The BCMR Medical Consultant’s evaluation is at Exhibit C.
___________________________________________________________________
APPLICANT'S REVIEW OF AIR FORCE EVALUATION:
On 9 December 2005, a copy of the Air Force evaluation was forwarded to the
applicant for review and comment. As of this date, this office has
received no response (Exhibit D).
___________________________________________________________________
THE BOARD CONCLUDES THAT:
1. The applicant has exhausted all remedies provided by existing law or
regulations.
2. The application was not timely filed; however, it is in the interest of
justice to excuse the failure to timely file.
3. Insufficient relevant evidence has been presented to demonstrate the
existence of probable error or injustice. After a thorough review of the
evidence of record and applicant’s submission, we are not persuaded that
his honorable discharge should be changed to a medical retirement. At the
time of his discharge, no physical diagnoses that might have led to a
medical discharge were noted. In support of his claim, the applicant
provided documentation showing he is currently applying to the DVA for
compensation. The applicant’s contention that he should have been
medically discharged is noted; however, in our opinion, the detailed
comments provided by the AFBCMR Medical Consultant adequately address these
allegations.
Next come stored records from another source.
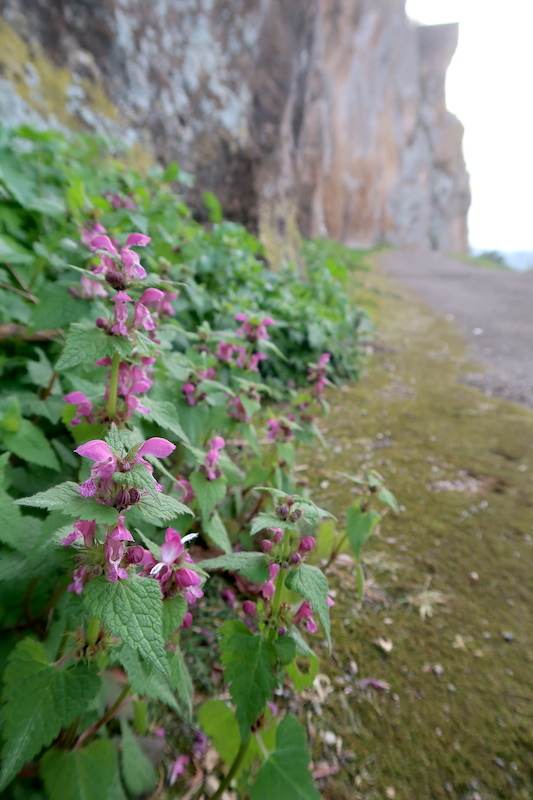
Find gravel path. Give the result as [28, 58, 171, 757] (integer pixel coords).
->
[379, 250, 533, 408]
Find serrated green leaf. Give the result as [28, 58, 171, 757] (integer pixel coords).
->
[168, 647, 194, 719]
[55, 322, 132, 372]
[202, 553, 269, 583]
[15, 481, 118, 525]
[346, 505, 381, 560]
[250, 512, 294, 536]
[0, 639, 100, 791]
[204, 511, 231, 553]
[163, 594, 188, 642]
[0, 489, 24, 550]
[40, 739, 124, 800]
[82, 575, 168, 675]
[135, 492, 192, 522]
[120, 719, 157, 797]
[143, 397, 189, 442]
[274, 636, 296, 666]
[285, 564, 331, 649]
[116, 645, 180, 713]
[251, 714, 320, 800]
[0, 419, 59, 471]
[220, 620, 275, 740]
[189, 471, 226, 521]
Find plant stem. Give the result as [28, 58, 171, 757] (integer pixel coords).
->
[74, 683, 131, 750]
[107, 352, 120, 420]
[211, 736, 250, 800]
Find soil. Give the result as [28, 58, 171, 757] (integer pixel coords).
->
[302, 252, 533, 800]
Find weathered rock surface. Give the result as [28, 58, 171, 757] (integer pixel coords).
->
[0, 0, 470, 259]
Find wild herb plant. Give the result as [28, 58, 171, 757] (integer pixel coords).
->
[0, 125, 382, 800]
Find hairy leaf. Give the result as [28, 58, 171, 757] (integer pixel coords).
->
[220, 620, 275, 740]
[82, 575, 168, 674]
[251, 714, 320, 800]
[40, 739, 125, 800]
[202, 553, 269, 583]
[0, 639, 100, 791]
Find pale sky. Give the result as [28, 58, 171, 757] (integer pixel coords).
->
[406, 0, 533, 250]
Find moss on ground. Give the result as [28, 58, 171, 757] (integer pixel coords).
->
[306, 260, 533, 800]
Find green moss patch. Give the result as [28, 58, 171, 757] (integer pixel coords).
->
[306, 260, 533, 800]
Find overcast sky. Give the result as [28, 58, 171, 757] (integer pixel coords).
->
[406, 0, 533, 250]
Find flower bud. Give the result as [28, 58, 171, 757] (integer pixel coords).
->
[242, 600, 257, 617]
[298, 536, 316, 555]
[115, 488, 131, 508]
[130, 487, 141, 506]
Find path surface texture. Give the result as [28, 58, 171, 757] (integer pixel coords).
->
[379, 250, 533, 407]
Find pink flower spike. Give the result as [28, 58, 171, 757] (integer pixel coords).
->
[135, 436, 176, 456]
[126, 233, 152, 247]
[111, 291, 133, 303]
[140, 289, 165, 305]
[74, 439, 115, 461]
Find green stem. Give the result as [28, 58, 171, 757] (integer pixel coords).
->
[107, 351, 120, 420]
[86, 617, 102, 644]
[211, 736, 250, 800]
[74, 683, 131, 750]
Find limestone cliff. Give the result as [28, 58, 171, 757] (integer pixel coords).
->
[0, 0, 470, 259]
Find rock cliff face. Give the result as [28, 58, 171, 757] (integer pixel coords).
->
[0, 0, 470, 259]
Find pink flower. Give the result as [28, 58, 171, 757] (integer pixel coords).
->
[67, 566, 88, 594]
[168, 755, 191, 786]
[215, 342, 235, 364]
[104, 537, 128, 583]
[205, 436, 226, 481]
[63, 392, 93, 428]
[91, 233, 150, 281]
[107, 515, 135, 542]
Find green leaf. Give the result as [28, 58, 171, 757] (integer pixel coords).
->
[135, 492, 192, 523]
[251, 714, 320, 800]
[116, 645, 181, 713]
[1, 419, 59, 471]
[202, 553, 269, 583]
[15, 481, 118, 525]
[274, 636, 296, 666]
[82, 575, 168, 675]
[220, 620, 275, 740]
[0, 639, 100, 791]
[376, 489, 400, 514]
[204, 511, 232, 553]
[285, 564, 331, 649]
[189, 471, 226, 521]
[143, 397, 189, 442]
[346, 505, 381, 561]
[168, 647, 194, 719]
[55, 322, 132, 372]
[0, 489, 24, 550]
[40, 739, 124, 800]
[120, 719, 157, 797]
[163, 594, 188, 642]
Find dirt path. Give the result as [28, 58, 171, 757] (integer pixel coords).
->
[304, 266, 533, 800]
[379, 250, 533, 407]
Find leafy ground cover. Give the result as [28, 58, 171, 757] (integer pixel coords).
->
[303, 260, 533, 800]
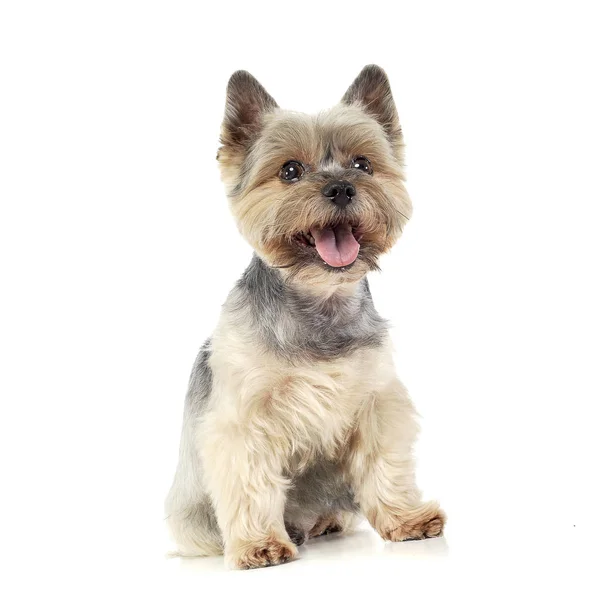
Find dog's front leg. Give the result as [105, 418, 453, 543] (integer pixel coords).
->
[346, 380, 445, 542]
[201, 407, 297, 569]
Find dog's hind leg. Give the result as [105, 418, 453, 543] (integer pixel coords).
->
[167, 499, 223, 556]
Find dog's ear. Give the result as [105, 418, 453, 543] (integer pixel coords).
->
[342, 65, 401, 138]
[221, 71, 277, 149]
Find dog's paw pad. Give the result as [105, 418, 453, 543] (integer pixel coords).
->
[231, 539, 297, 569]
[382, 505, 446, 542]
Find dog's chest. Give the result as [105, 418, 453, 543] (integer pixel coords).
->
[212, 326, 394, 456]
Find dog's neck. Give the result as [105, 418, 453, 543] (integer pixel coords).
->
[228, 256, 387, 359]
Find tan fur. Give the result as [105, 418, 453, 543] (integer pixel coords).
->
[167, 67, 445, 569]
[198, 318, 444, 564]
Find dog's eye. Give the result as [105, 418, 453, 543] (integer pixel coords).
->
[352, 156, 373, 175]
[279, 160, 304, 181]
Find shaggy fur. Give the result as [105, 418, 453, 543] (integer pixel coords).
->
[166, 66, 445, 568]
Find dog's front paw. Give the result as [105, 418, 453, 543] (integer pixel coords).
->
[226, 537, 298, 569]
[379, 502, 446, 542]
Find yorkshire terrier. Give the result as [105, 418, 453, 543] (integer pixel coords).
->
[166, 65, 445, 569]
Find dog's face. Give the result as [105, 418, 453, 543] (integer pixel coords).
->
[218, 66, 411, 284]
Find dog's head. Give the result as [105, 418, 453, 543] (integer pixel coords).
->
[218, 65, 411, 284]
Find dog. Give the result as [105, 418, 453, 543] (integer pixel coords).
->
[166, 65, 445, 569]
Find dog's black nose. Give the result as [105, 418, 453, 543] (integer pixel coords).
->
[321, 180, 356, 208]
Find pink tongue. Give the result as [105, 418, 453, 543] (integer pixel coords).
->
[310, 225, 360, 267]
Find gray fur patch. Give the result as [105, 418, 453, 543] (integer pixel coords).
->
[225, 255, 387, 362]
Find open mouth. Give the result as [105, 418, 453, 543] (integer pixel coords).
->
[294, 223, 362, 268]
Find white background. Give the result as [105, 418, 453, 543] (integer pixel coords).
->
[0, 0, 600, 598]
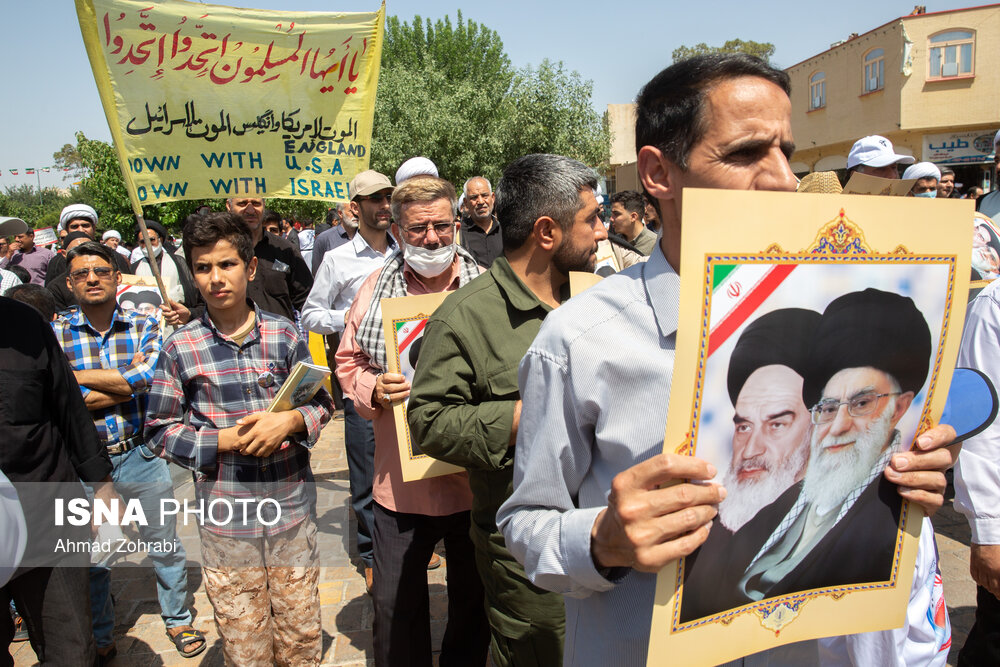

Therefore, we are in complete agreement with the comments and
recommendation of the AFBCMR Medical Consultant and adopt his rationale as
the basis for our decision that the applicant has not been the victim of
either an error or injustice. The applicant has not provided persuasive
evidence sustaining his burden that he suffered either an error or an
injustice; therefore, we find no compelling basis to recommend granting the
relief sought.
___________________________________________________________________
THE BOARD DETERMINES THAT:
The applicant be notified that the evidence presented did not demonstrate
the existence of probable material error or injustice; that the application
was denied without a personal appearance; and that the application will
only be reconsidered upon the submission of newly discovered relevant
evidence not considered with this application.
___________________________________________________________________
The following members of the Board considered AFBCMR BC-2005-01313 in
Executive Session on 19 January 2006, under the provisions of AFI 36-2603:
Mr. Michael K. Gallogly, Panel Chair
Ms. Jean A. Reynolds, Member
Mr. James A. Wolffe, Member
The following documentary evidence in was considered:
Exhibit A. DD Form 149, dated 29 Oct 04, w/atchs.
Exhibit B. Applicant's Master Personnel Records.
Exhibit C. Letter, AFBCMR Med Consultant dated 7 Dec 05.